Pino Silvestre is the best example of what I described as the smell of a pine forest. It's an aromatic fougere that uses a whole slew of green herbal notes to create what smells like a warm breeze blowing through a pine forest. It's airy and transparent, and most importantly, it smells extremely green! I've walked through a lot of pine forests, and Pino Silvestre does a better job of replicating the incredible smell of forest air than any other perfume I've ever smelled.
Interestingly, Mavive (the company that makes Pino Silvestre) on their website does not list pine as an ingredient in this fragrance. This is surprising when you consider this is a fragrance with the word "Pino" ("pine" in Italian) in its name and a pine cone-shaped bottle. However, as I said earlier, this fragrance is not the intense smell of pine needles, so in that respect it's not such a surprise.
Pino Silvestre is an incredible fragrance, and it costs almost nothing. It's one of my favorite perfumes, period. For any fan of herbal, pine or old-school Mediterranean-styled fragrances, there is no excuse not to own a bottle of this.
I give this a rating of 10 out of 10. It's that good.
Carlo Corinto Classic
This fragrance isn't generally considered to be a pine fragrance, but for me it is. I'm not going to rehash my prior review of this, except to reiterate that Carlo Corinto captures the smell of having a Christmas tree in your house, needles, sap and all. Unlike Pino Silvestre, Corinto has the smell of pine needles close up. It's classified as an oriental fragrance, but any amber or vanilla in this merely gives warmth to the bright, cheerful and crisp pine tree smell, rather than bogging it down with sweetness. While I wouldn't call it a dry fragrance, it's far from being a typical sweet syrup-fest like many oriental scents ae.

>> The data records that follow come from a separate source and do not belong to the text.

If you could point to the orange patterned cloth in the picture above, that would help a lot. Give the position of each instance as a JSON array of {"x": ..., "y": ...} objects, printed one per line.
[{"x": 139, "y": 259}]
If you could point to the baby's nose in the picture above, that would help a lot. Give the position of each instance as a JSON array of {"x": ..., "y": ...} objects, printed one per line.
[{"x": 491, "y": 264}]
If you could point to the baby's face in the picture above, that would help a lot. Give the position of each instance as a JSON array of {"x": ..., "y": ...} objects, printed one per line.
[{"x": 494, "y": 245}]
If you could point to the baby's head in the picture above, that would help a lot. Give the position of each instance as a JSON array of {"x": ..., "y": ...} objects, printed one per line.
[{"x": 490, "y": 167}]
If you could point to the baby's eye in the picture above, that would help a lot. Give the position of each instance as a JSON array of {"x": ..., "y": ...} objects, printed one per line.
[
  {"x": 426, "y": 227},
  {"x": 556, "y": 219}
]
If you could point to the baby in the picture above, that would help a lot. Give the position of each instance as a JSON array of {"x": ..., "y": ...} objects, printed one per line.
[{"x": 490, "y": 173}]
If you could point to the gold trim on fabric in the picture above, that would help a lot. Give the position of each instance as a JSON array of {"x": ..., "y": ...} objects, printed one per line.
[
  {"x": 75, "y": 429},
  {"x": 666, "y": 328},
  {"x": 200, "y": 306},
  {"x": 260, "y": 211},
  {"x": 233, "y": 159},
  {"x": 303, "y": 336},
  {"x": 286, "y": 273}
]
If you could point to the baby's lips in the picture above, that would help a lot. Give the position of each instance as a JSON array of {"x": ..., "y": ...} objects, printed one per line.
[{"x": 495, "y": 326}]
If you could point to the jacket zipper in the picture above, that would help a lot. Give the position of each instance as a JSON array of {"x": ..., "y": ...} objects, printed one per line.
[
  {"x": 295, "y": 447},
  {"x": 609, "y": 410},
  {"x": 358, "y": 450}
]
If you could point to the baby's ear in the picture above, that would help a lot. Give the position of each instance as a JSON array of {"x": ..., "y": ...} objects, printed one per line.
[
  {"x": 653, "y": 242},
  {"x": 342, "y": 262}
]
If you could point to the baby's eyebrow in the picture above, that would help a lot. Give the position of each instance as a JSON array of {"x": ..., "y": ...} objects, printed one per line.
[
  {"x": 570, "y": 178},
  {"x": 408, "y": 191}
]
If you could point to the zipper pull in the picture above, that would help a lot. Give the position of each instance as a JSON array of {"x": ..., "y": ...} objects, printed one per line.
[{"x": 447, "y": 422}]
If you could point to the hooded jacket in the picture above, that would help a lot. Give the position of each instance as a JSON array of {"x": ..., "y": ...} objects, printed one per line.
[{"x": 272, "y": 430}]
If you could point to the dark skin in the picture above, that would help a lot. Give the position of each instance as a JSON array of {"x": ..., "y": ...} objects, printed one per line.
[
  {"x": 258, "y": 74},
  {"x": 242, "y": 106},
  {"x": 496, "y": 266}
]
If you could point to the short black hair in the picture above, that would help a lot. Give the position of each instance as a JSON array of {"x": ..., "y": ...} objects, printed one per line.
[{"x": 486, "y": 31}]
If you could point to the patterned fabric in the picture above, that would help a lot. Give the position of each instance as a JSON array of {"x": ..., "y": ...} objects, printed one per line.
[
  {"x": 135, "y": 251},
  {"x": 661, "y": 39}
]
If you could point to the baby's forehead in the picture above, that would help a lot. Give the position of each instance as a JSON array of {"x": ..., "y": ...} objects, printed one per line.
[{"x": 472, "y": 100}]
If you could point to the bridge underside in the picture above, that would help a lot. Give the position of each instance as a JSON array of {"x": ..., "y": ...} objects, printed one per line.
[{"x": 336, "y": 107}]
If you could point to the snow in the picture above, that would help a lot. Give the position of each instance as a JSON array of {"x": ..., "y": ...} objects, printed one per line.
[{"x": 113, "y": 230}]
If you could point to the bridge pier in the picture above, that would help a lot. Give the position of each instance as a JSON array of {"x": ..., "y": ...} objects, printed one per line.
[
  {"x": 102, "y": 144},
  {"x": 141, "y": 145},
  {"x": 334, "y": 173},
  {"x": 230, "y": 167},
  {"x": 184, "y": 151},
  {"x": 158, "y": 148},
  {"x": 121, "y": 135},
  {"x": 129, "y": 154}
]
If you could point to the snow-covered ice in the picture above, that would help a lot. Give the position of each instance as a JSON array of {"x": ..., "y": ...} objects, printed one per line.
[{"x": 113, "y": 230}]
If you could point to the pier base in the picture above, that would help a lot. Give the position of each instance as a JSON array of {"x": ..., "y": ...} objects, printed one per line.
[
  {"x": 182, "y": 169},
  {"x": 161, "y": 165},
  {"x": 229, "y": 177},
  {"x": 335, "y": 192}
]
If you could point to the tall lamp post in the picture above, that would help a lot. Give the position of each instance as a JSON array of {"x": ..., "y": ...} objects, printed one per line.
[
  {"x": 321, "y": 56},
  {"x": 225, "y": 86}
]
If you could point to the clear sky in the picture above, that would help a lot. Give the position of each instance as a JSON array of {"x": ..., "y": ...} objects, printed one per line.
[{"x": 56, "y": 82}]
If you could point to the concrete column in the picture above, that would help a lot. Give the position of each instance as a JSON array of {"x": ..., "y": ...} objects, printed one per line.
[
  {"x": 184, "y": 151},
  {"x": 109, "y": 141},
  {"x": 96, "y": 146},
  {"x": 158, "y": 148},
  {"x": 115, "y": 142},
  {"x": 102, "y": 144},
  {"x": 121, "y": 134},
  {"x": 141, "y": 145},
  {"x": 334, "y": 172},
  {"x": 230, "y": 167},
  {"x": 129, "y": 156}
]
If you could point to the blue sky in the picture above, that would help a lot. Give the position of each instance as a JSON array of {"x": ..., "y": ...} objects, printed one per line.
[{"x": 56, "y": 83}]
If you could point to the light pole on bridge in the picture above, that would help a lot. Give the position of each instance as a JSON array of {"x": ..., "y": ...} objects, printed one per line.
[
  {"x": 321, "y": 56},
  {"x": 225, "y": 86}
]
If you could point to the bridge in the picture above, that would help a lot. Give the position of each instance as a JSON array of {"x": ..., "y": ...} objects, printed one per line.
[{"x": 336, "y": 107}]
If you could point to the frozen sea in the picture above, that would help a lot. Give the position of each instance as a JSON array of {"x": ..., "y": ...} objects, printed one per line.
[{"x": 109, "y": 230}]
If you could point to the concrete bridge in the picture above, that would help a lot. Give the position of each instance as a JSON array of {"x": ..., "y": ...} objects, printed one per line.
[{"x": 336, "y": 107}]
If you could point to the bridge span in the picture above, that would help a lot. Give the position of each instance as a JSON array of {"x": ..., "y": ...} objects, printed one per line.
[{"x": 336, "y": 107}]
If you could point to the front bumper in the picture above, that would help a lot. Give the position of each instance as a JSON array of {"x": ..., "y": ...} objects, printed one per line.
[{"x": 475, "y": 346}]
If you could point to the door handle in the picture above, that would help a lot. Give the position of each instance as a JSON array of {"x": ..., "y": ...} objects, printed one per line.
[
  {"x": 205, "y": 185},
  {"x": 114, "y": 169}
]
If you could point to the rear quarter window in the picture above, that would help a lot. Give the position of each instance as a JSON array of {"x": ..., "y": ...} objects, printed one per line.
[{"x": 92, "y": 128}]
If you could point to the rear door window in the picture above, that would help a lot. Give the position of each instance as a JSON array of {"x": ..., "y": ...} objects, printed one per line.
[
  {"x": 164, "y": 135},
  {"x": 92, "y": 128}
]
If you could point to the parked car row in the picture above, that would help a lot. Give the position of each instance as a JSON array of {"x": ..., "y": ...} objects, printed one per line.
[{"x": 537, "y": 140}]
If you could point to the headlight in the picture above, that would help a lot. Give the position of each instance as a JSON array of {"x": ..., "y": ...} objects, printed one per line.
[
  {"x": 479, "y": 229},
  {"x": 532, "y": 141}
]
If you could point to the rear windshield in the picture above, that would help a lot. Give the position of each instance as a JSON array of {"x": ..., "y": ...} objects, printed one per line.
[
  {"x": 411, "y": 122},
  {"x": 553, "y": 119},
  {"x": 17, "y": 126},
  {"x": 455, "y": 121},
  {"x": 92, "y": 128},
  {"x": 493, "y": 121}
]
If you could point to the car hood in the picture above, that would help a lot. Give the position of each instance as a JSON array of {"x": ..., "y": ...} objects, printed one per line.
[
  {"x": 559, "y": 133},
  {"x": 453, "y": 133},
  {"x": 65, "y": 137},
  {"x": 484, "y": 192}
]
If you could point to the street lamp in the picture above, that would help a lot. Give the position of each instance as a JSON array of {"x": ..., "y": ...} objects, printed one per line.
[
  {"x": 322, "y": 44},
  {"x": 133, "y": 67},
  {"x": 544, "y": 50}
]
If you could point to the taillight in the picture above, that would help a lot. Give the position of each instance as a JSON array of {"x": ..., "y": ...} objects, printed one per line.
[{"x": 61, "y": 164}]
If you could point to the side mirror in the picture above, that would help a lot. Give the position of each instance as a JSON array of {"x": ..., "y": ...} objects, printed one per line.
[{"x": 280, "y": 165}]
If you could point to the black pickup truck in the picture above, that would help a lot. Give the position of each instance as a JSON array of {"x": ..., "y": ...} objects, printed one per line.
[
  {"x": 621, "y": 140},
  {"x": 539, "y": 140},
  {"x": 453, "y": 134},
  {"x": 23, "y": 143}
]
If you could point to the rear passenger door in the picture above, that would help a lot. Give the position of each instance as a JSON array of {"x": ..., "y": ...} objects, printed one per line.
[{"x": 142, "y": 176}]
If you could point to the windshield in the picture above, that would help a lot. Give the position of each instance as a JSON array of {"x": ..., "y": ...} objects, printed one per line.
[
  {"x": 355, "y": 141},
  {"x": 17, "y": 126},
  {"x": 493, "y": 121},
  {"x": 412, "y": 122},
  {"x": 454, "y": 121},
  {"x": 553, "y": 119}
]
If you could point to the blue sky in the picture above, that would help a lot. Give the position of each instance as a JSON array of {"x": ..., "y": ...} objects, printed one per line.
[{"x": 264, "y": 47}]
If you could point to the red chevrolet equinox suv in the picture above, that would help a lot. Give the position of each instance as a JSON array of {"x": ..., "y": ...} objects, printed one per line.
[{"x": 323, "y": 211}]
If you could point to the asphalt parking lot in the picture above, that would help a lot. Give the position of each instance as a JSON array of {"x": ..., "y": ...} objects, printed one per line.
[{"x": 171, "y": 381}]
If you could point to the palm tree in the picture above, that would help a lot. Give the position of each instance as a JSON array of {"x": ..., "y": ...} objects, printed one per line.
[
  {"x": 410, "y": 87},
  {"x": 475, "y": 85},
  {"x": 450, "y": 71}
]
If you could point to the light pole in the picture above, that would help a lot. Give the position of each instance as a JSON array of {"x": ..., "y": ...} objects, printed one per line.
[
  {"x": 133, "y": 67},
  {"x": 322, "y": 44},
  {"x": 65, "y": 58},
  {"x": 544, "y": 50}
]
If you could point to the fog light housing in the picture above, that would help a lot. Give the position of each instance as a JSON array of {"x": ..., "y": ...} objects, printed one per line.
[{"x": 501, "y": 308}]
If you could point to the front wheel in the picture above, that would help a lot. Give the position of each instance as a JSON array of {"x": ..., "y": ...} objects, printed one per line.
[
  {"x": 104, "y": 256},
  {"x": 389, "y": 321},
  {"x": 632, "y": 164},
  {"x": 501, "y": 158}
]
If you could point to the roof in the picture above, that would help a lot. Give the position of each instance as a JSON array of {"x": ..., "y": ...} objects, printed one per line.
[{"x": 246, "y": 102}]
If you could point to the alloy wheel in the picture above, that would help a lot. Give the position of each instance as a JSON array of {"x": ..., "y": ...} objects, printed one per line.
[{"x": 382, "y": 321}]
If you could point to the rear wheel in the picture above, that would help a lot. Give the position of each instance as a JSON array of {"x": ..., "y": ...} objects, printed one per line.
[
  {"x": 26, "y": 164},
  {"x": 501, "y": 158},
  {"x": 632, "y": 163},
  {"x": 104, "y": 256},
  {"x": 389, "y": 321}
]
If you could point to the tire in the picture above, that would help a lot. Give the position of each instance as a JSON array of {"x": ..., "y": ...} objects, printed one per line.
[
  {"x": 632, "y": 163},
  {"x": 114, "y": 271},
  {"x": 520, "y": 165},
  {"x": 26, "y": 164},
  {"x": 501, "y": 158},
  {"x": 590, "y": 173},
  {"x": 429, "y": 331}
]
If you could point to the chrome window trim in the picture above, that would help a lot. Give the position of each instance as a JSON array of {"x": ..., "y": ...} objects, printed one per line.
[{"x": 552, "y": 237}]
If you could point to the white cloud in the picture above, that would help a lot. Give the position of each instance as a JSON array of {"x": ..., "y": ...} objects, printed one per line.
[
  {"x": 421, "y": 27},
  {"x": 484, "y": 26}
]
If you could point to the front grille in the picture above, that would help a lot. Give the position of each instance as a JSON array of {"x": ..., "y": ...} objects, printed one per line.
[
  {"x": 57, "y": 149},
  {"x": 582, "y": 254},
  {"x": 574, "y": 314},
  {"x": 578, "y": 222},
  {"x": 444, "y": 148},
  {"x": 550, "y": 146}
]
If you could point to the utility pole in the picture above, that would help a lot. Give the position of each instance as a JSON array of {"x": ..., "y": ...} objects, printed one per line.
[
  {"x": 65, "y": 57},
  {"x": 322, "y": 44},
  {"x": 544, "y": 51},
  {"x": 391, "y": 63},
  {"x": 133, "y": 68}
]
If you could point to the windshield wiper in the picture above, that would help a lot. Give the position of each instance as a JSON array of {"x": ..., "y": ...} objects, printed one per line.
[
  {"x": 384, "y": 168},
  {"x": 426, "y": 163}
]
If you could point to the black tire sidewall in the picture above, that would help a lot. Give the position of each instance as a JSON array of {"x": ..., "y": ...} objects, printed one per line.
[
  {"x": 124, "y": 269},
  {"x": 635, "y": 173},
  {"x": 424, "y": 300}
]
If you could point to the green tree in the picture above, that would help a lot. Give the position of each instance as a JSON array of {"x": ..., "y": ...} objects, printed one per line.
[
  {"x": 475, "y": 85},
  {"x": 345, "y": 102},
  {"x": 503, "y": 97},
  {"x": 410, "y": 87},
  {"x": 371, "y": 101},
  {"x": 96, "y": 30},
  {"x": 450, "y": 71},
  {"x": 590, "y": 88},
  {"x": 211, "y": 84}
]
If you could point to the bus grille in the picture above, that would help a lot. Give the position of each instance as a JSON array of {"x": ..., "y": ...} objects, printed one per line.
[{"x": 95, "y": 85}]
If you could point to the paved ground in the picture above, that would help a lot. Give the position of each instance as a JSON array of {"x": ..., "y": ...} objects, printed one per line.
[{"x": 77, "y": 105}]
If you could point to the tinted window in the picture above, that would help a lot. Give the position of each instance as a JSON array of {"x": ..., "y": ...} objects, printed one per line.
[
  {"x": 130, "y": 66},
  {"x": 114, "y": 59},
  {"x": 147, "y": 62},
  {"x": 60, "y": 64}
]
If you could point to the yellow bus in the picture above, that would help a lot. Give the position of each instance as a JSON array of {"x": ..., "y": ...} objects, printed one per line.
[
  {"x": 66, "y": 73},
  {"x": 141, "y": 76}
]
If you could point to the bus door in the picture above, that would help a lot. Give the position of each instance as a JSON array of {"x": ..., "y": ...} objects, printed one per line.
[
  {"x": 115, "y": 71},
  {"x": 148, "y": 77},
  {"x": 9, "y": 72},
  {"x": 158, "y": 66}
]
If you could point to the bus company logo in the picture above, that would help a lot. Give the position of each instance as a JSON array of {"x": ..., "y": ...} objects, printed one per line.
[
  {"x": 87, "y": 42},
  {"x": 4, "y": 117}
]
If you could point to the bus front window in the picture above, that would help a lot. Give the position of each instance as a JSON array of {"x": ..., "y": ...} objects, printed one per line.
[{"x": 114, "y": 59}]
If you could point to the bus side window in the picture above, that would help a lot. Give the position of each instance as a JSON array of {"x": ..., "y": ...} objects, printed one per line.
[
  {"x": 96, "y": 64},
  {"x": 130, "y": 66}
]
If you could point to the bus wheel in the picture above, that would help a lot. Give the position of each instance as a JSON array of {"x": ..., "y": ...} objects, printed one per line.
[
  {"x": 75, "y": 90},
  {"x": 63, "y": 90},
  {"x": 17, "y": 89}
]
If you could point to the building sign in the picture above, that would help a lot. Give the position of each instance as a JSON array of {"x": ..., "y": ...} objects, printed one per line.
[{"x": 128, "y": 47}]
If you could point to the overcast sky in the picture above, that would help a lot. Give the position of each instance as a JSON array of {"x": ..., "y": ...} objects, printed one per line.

What I love about Carlo Corinto is that it manages to sustain that wonderful pine tree smell for several hours, and I suspect it does so with its skillful use of cedar and juniper. So what if technically it's not pine I'm smelling all this time? If it smells like pine and my brain thinks it's pine, then it's pine enough for me.
Agua Brava, by Antonio Puig, is legendary in Spanish and Latin cultures, and rightfully so. It's a quintessential Mediterranean fragrance - herbal, citrusy, woody and totally natural - and it happens to also be one of the best representations of pine and coniferous aromas I know of.
What's great about Agua Brava is that it captures both the smell of pine needles and the smell of a pine forest. I suspect that this is what Pino Silvestre would smell like if it contained large amounts of pine needle oil or pine sap. For me, it's the smell of Mediterranean sunshine in the woods. Everything is well balanced, with every ingredient contributing to the greater whole. The pine and herbal notes blend beautifully together to create that foresty smell, and everything is rounded off smoothly with a very light and dry dose of leather.
Like with Carlo Corinto, I suspect that cedar and other woody notes are in Agua Brava to help sustain the pine-like smell. Even so, I still think of pine trees when I wear this, and that's what counts.
Like Pino Silvestre, I also think this fragrance is fully deserving of a 10/10 rating.
So there you have it, my three favorite pine scents. Don't be scared off by their cheapo prices; I picked these three purely on merit, not to make a pitch for inexpensive perfumes. This list may change as time goes on and I try new pine fragrances, but I'll always at least love these three. If I find a new pine scent that trumps any of these, I'll be sure to let you all know!